Before our first live burn evolution we were all squeezed in to a room where a corner had been filled with pallets and hay. We were instructed to get on our knees and stay low to the ground. Our instructors explained that the purpose was to observe the progression and behavior of fire, feel the build-up of intense heat, and proper fire suppression. I watched in awe, as it was my first exposure to fire, and was humbled by its raw power. The live burn evolutions proved to be the most rigorous and intense hours of training I would encounter. This was the place where all of our newly acquired knowledge and skills came together.

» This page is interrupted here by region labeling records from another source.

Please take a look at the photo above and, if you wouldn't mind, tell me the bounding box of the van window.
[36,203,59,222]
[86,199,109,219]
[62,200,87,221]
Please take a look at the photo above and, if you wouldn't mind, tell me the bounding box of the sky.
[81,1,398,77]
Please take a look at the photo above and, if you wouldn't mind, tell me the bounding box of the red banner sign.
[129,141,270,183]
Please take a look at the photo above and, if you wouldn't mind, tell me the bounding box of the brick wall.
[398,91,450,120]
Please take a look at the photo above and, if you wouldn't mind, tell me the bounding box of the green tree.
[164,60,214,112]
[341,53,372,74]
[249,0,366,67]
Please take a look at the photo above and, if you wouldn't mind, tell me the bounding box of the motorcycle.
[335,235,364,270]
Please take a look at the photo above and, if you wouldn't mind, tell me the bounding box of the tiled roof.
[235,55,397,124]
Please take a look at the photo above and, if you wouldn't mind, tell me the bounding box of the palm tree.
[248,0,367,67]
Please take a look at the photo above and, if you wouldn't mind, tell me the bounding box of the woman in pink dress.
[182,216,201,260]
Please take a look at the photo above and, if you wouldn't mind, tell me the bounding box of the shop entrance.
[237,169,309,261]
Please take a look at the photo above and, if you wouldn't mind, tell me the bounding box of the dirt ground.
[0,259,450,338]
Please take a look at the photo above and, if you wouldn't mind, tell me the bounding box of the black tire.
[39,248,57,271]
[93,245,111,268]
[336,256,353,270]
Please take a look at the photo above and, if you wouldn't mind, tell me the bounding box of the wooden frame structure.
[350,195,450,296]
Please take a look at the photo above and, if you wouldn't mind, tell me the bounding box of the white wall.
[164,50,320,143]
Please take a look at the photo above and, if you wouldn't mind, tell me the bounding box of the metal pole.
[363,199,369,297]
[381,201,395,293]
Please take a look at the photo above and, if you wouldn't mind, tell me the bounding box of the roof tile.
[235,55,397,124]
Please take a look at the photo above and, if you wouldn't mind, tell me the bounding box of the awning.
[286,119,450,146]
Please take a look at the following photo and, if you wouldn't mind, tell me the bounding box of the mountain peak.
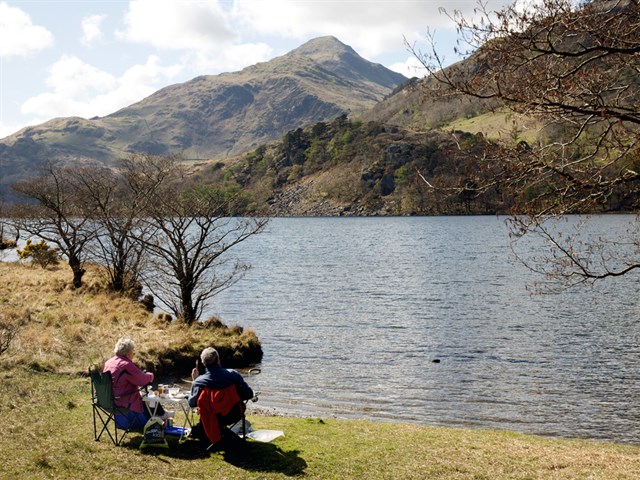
[290,35,357,57]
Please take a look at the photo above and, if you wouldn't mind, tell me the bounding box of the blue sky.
[0,0,505,138]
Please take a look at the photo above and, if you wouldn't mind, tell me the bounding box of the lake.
[207,216,640,443]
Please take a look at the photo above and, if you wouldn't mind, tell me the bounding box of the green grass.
[0,368,640,480]
[443,111,542,143]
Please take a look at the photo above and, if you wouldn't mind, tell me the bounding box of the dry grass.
[0,263,260,375]
[0,368,640,480]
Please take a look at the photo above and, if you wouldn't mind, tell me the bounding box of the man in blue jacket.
[189,347,253,408]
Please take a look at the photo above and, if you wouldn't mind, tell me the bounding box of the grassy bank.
[0,263,640,480]
[0,369,640,480]
[0,262,262,376]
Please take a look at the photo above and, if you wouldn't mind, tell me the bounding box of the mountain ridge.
[0,37,406,202]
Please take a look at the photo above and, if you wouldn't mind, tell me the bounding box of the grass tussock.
[0,367,640,480]
[0,263,262,376]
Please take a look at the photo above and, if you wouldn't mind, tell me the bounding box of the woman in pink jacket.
[103,337,157,428]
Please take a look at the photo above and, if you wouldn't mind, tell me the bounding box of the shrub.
[0,312,31,355]
[16,240,60,268]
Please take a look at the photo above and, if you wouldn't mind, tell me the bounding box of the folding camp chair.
[198,385,247,450]
[89,370,136,446]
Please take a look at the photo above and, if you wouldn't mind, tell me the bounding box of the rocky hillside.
[186,116,512,216]
[0,37,406,203]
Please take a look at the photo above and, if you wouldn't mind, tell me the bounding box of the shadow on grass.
[129,436,307,476]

I learned that the fire ground is no place for silence or complacency. Silence can be deadly. Complacency can be deadly. There is no such thing as “I” or “me” for a firefighter. Two in/two out rule, NEVER leave your partner, and know where your partner and/or team are at all times, communicate, communicate, communicate, and always have an escape route/plan. If you become lost or confused, KEEP A COOL HEAD, call “may-day,” activate your PASS alarm and back out or escape. Because, of all of these things, the fire ground is certainly not the place for tunnel vision. This is a place that is chaotic, and controlled chaos is not only necessary, but also essential to the task at hand and to the safety of your fellow firefighters and yourself. You must be completely aware of yourself, your fellow firefighters, and your surroundings at all times. You must see the BIG picture at all times.

Lesson Number Four: Victory is sweet!

Overall there is no denying that the job of a firefighter is as physical and challenging as a job can get. While I was undoubtedly pushed mentally and physically, beyond my comfort zone, I found myself adapting and succeeding at every turn. I not only accepted the challenge, I exceeded my own expectations as well as those of a few others. I surpassed what I thought were my mental and physical limitations. There is so much more to learn, and as times change and advances are continually made the learning will never stop.

On June 8, 2013 I graduated with 26 fellow firefighters. Victory is sweet.

 

As the first class began, the instructors introduced themselves and let us know that while we were starting out with 35 students we would most certainly not finish with 35 students. Firefighting isn’t for everyone they said. Not everyone can do it they said…

IT’S FOR ME I said! I CAN DO IT I said!